Symmetrically palpate the supraorbital and infraorbital rims as well as the zygoma, feeling for the type of deformity that would be encountered with a displaced tripod fracture. A unilateral deformity will be obvious if your thumbs are fixed in a midline position while you use your index fingers to palpate the patient’s facial bones, both left and right, simultaneously (Figure 22-2).
When there is a substantial mechanism of injury or if there is any clinical suspicion of an underlying fracture, obtain a CT scan of the orbit. CT scans are more sensitive than plain radiographs and allow visualization of subtle fractures of the orbit and small amounts of orbital air.
If a significant injury is discovered, consult an ophthalmologist. For diplopia resulting from a blow-out fracture, immediate surgical intervention is not required, and follow-up may be delayed for 7 to 10 days, after the edema has subsided. However, a patient with a hyphema should see an ophthalmologist within 24 hours. The patient should be instructed to rest with his head elevated. A protective metal shield should be placed over the eye, and the patient should be instructed to refrain from taking aspirin or nonsteroidal anti-inflammatory drugs (NSAIDs). Hospital admission is not required.

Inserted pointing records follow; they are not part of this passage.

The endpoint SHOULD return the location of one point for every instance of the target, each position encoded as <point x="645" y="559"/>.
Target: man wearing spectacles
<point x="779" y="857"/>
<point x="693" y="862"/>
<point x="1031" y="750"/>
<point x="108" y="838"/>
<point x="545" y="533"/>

Consider the possibility of abuse; when suspected, obtain the appropriate consultations and make the appropriate referrals.
When a significant injury has been ruled out, reassure the patient that the swelling will subside within 12 to 24 hours, with or without a cold pack, and that the discoloration will take 1 to 2 weeks to clear. Acetaminophen should be sufficient for analgesia.

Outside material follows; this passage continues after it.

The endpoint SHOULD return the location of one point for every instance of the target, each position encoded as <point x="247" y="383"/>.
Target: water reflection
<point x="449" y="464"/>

Instruct the patient to follow up with an ophthalmologist if there is any problem with vision or if pain develops after the first few days. Rarely, traumatic iritis, retinal tears, or vitreous hemorrhage may develop later, secondary to blunt injury.

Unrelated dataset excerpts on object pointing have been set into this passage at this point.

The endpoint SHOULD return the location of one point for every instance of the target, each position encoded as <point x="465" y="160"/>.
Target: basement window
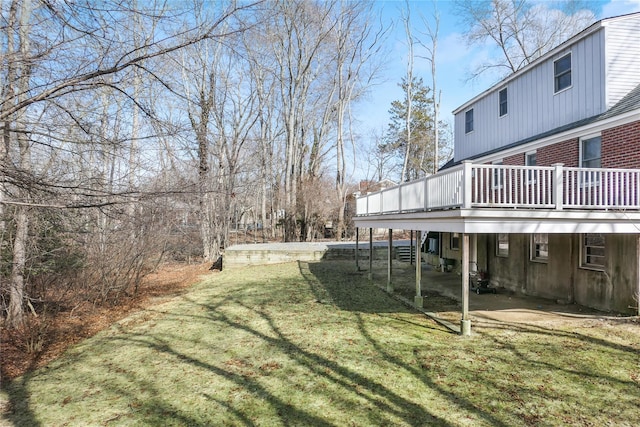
<point x="593" y="248"/>
<point x="455" y="241"/>
<point x="502" y="245"/>
<point x="540" y="247"/>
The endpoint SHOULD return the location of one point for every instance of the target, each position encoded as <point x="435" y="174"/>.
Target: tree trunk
<point x="15" y="312"/>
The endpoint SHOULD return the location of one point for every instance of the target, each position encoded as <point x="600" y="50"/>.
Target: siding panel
<point x="622" y="59"/>
<point x="533" y="106"/>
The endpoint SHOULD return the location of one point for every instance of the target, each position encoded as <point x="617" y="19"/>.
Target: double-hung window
<point x="454" y="243"/>
<point x="531" y="159"/>
<point x="498" y="175"/>
<point x="540" y="247"/>
<point x="562" y="73"/>
<point x="502" y="100"/>
<point x="502" y="245"/>
<point x="593" y="245"/>
<point x="468" y="121"/>
<point x="590" y="156"/>
<point x="590" y="149"/>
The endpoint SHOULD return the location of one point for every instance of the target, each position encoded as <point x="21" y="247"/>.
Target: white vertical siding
<point x="533" y="107"/>
<point x="622" y="57"/>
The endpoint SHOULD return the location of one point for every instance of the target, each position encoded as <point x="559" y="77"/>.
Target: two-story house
<point x="545" y="180"/>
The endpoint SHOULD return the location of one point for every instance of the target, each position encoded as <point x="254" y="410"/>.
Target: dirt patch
<point x="46" y="337"/>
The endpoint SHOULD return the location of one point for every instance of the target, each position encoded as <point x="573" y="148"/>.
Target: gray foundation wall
<point x="561" y="277"/>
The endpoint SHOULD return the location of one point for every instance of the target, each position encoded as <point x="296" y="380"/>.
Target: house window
<point x="502" y="245"/>
<point x="498" y="175"/>
<point x="590" y="152"/>
<point x="455" y="241"/>
<point x="593" y="250"/>
<point x="562" y="73"/>
<point x="468" y="121"/>
<point x="502" y="95"/>
<point x="539" y="247"/>
<point x="531" y="159"/>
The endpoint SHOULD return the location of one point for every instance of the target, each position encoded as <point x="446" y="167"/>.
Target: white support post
<point x="558" y="185"/>
<point x="357" y="248"/>
<point x="389" y="264"/>
<point x="466" y="184"/>
<point x="418" y="300"/>
<point x="465" y="323"/>
<point x="370" y="254"/>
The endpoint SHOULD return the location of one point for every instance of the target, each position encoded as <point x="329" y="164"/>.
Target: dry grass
<point x="315" y="344"/>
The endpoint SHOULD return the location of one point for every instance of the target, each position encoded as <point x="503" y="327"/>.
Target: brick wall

With sports-related injuries, recommend protective eyewear made of polycarbonate. Polycarbonate lenses are available in prescription and nonprescription lenses in a sturdy sports frame.
What Not To Do:
Do not order unnecessary radiographs. For minor injuries, if the eye examination is normal and there are no palpable deformities, radiographs and CT scans are unnecessary.
Do not brush off bilateral deep periorbital ecchymoses (“raccoon eyes”), especially if caused by head trauma remote to the eye. This may be the only sign of a basilar skull fracture.
Black eyes are usually nothing more than uncomplicated facial contusions. Patients become upset about them because they are so near to the eye, because they produce such noticeable facial disfigurement, and because the patient may seek retaliation against the person who hit him. Nonetheless, serious injury or abuse must always be considered and appropriately ruled out before the patient is discharged.
The extent of ocular damage depends on the size, hardness, and velocity of the blunt object causing the injury. A direct blow to the globe from a blunt object smaller than the eye’s orbital opening is more likely to cause injury to internal ocular structures (e.g., iris injury, ruptured globe, hyphema, retinal hemorrhage, retinal detachment, and vitreous hemorrhage). Injury by a blunt object larger than the orbital opening exerts force on the floor of the orbit or the medial wall, which is more likely to result in fractures of the thin bones (e.g., blow-out fracture).
Sudden orbital swelling or inflation immediately after nose blowing is caused by air being forced from a paranasal sinus (most often the maxillary) to the orbit through a fracture, which may act as a one-way valve, increasing the orbital pressure and potentially leading to a compressive optic neuropathy.